Look at what Trump has done just this year. Tearing babies away from their mothers. Siding with Vladimir Putin over American intelligence officials, on the integrity of our elections. Responding to school shootings by telling teachers to bring guns into the classroom. Passing a tax cut for the wealthiest corporations—while ignoring the roads, bridges, schools, hospitals and other infrastructure that is essential to our future, and setting us up for a deficit catastrophe down the road. Nominating to the Supreme Court two judges with the most anti-worker records we’ve ever seen—including one who blocked workers from unionizing in Donald Trump’s own casino in 2012. And he’s done all of this with the help of Republican leadership in Congress and the United States Senate.

If anyone, ever, questioned the difference between the Democratic Party and the Republican Party, let that lie be put to rest for all time.

For too long, Republicans have convinced too many working people to focus on what divides us, instead of the deeper things that unite us. And once they get us fighting each other, they don’t have to fight for us.

On this Labor Day, my message to fellow workers, here in Boston and across America, is clear: don’t be fooled, don’t be divided, and don’t be defeated any longer. It’s time to stand together and fight back. It’s time to bring union members and all working people back into the Democratic Party—to save their rights and to save this country.

It’s tie for Democrats to say loud and clear: We are the party that fights for the marginalized and the vulnerable. We are the party that fights for civil rights. We are the party that welcomes immigrants. We are the party of women’s equality and LGBT rights. We are the party that passed transgender rights—and I’m asking you to protect those rights again by voting yes in November. We are the party of senior citizens. We are the party of veterans who fought for this country and gave us our ability to join a union.
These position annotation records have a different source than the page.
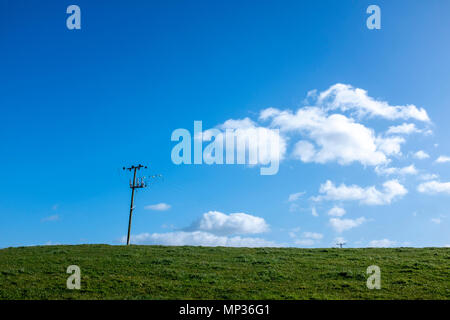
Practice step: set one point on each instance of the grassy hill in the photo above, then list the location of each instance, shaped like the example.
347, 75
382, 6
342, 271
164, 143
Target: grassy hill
158, 272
We are the party of universal health care. We are the party that fights to raise the minimum wage and fights for good wages and benefits for all. We are the party of collective bargaining, the right to organize, the right to a good quality of life, and the dignity that all people deserve.

Make no mistake. For decades, Republicans have systematically gone after unions and workers all across this country. They’ve taken over Statehouses in 32 states, using anti-worker, anti-labor propaganda that many of our own members have bought into.
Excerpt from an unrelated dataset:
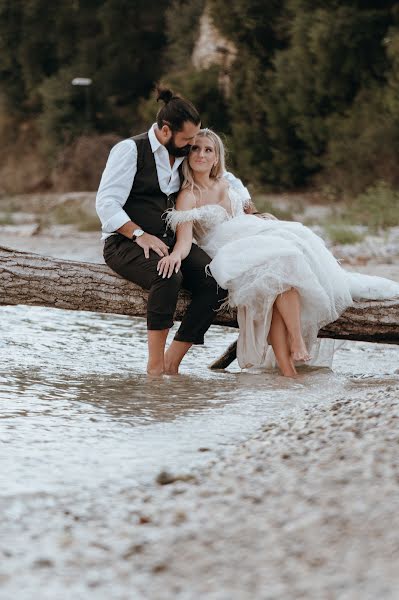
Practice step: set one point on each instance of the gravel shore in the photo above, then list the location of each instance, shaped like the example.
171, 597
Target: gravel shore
306, 508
And what’s been the result? Union membership down. Pensions lost. Wages down. Inequality up. Health care under attack. The middle class in decline. It all happened together, because it’s all the same fight. And it always has been.
125 years ago this week, AFL president Samuel Gompers was asked, what does labor want? And many of you know what he told them. He said: “We want more schoolhouses and less jails; more books and less arsenals; more learning and less vice; more leisure and less greed; more justice and less revenge; more opportunities to cultivate our better natures … and make childhood more happy and bright.”

We are those children. That’s what our parents and grandparents fought for: a better life and a better country for us. And that’s all that working people want today. So I call on each and every one of us to stand up, be counted, push back, share your values, work together, put aside our differences; and put on our work boots, our hard hats, our nurses’ scrubs, and whatever uniform you wear, and get to work to build that country together.

We are organized labor. And Washington may be broken, but there’s nothing American workers can’t fix. Vote to elect and re-elect champions of labor in the Democratic party—up and down the ballot. Educate and activate our memberships behind them. Help fight for labor’s allies all across the country—whether it’s an open seat in New England or a Democratic challenger in Ohio. And keep fighting every single day until November 6, and all the way through 2020, when we take back Washington for working families, and we get this country moving forward again for all Americans.

Thank you, God Bless you, God bless the Labor movement, and God bless the United States of America.